Tuesday 2 September 2014

Big data analytics with grep and sed

This was written a couple of years ago, when a gigabyte of logs was reasonably "large scale". Nevertheless, the approach still works for many log monitoring tasks.

Part 1.

A few jobs ago I was on a team tasked with creating a system to monitor security events for a Swiss bank with 20k+ (all physical!) Unix hosts plus 60k Windows desktops and servers.

Hadoop did not exist yet outside of Yahoo research labs, so we had to do with MySQL, a bit of C and Perl. By the way, the resulting system kept chugging along for at least 5 years, if not 10, before finally succumbing to the likes of ArcSight.

We already had a centralised syslog setup, which produced tons of logs. To start with, we needed to come up with:
  • a list of things to ignore, 
  • a list of things to definitely alert on, 
  • and an anomaly detection algorithm. 
This turned out simpler than it sounded (hurray for 20-20 hindsight!), thanks to some ideas borrowed from Marcus Ranum's "Artificial Ignorance" and "Never Before Seen"

Part 2.

Back at my current job, I'd spent a couple of hours digging into auth.log from our (then) new and shiny SaaS infrastructure manager node (~ 1 Gb), and it summed up nicely into 38k of "interesting" events. Once you've created your own stoplist, you can run the filtered output in a terminal in background. It contains 10-20 messages an hour:
  • Manual, as opposed to scripted jobs, ssh logins,
  • Unscheduled scripts,
  • Adhoc fix work,
  • Auth failures,
  • Various unique ("never before seen") alarms.
I'm not including a sample of the filtered results - try this at home instead.

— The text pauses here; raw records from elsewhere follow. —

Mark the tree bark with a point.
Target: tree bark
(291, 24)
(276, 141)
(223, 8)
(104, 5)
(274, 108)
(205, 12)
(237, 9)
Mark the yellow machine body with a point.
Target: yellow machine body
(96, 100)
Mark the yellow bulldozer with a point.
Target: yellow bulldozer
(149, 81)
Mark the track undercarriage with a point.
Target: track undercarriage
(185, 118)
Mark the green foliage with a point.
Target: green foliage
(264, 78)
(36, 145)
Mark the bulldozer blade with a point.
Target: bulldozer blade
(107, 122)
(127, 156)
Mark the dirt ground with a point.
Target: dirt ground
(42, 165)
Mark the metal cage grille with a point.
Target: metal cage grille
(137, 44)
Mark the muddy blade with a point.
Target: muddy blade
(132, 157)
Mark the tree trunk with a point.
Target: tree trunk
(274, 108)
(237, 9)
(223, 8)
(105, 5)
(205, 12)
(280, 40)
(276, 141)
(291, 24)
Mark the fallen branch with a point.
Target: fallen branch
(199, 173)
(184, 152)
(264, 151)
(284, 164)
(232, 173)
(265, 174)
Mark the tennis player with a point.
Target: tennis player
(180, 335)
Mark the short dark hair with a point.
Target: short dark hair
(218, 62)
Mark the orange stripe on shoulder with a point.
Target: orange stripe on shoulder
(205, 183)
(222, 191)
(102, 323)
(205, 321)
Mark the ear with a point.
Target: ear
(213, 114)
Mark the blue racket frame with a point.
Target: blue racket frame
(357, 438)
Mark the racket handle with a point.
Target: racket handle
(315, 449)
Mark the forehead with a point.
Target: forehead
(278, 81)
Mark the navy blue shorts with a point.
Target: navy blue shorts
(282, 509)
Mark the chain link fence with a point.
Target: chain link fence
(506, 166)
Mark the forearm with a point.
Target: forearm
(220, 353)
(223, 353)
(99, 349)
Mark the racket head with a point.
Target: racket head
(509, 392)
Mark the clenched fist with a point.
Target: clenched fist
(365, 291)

What I did was a dozen of iterations of

cat auth.* | grep -v -f stoplist.txt |sed -f sedcommands.txt |  sort | uniq -c | sort -r -n > stuff

starting with an empty stoplist and the following file sedcommands.txt:

s/^.\{15\}\ [a-z0-9.-]*\ //

This cuts off the initial part of the log line and summarises similar lines.  Looking at the sorted results, I add a few lines to the stoplist to get rid of the most uninteresting from security/anomaly point of view entries (usually top hits), rinse, repeat.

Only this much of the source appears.